I have this Spark table:
xydata
y: num 11.00 22.00 33.00 ...
x0: num 1.00 2.00 3.00 ...
x1: num 2.00 3.00 4.00 ...
...
x788: num 2.00 3.00 4.00 ...
and a handle named xy_df that is connected to this table.
I want to invoke the selectExpr function to calculate the mean, something like:
xy_centered <- xy_df %>%
spark_dataframe() %>%
invoke("selectExpr", list("( y0-mean(y0) ) AS y0mean"))
which is also applicable to all other columns.
But when I run it, it gives this error:
Error: org.apache.spark.sql.AnalysisException: expression 'y0' is neither present in the group by, nor is it an aggregate function. Add to group by or wrap in first() (or first_value) if you don't care which value you get.;
I know this happens because, in common SQL rules, I didn't put a GROUP BY clause for columns contained in the aggregate function (mean).
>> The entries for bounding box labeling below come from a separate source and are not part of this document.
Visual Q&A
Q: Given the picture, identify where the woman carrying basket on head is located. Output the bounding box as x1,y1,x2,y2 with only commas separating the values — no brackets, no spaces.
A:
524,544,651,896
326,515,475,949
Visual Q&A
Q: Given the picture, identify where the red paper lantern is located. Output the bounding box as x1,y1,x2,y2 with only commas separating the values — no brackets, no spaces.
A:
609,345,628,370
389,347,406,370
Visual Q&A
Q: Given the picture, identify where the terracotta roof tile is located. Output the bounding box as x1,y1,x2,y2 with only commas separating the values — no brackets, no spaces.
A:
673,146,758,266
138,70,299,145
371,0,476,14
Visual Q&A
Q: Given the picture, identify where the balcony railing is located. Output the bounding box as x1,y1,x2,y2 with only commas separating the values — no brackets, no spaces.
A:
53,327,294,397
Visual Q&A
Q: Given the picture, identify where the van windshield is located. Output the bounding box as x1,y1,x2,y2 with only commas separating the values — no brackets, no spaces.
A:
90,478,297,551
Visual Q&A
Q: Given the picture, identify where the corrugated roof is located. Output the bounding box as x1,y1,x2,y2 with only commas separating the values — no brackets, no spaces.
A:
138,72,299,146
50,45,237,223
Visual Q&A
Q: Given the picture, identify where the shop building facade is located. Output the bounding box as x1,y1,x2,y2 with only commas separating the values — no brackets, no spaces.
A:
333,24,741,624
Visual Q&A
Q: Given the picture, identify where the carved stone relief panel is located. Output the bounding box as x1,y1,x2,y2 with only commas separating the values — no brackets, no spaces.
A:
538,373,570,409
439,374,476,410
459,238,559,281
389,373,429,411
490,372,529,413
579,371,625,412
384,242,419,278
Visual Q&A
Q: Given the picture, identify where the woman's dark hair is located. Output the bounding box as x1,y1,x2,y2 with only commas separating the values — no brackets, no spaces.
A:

How do I put the GROUP BY to the invoke method?
Previously, I manage to do complete the purpose using another way, which is by:
Calculate the mean of each column by summarize_all
Collect the mean inside R
Apply this mean using invoke and selectExpr
as explained in this answer, but now I'm trying to speed up the execution time a bit by putting all operation inside the Spark itself, without retrieving anything to R.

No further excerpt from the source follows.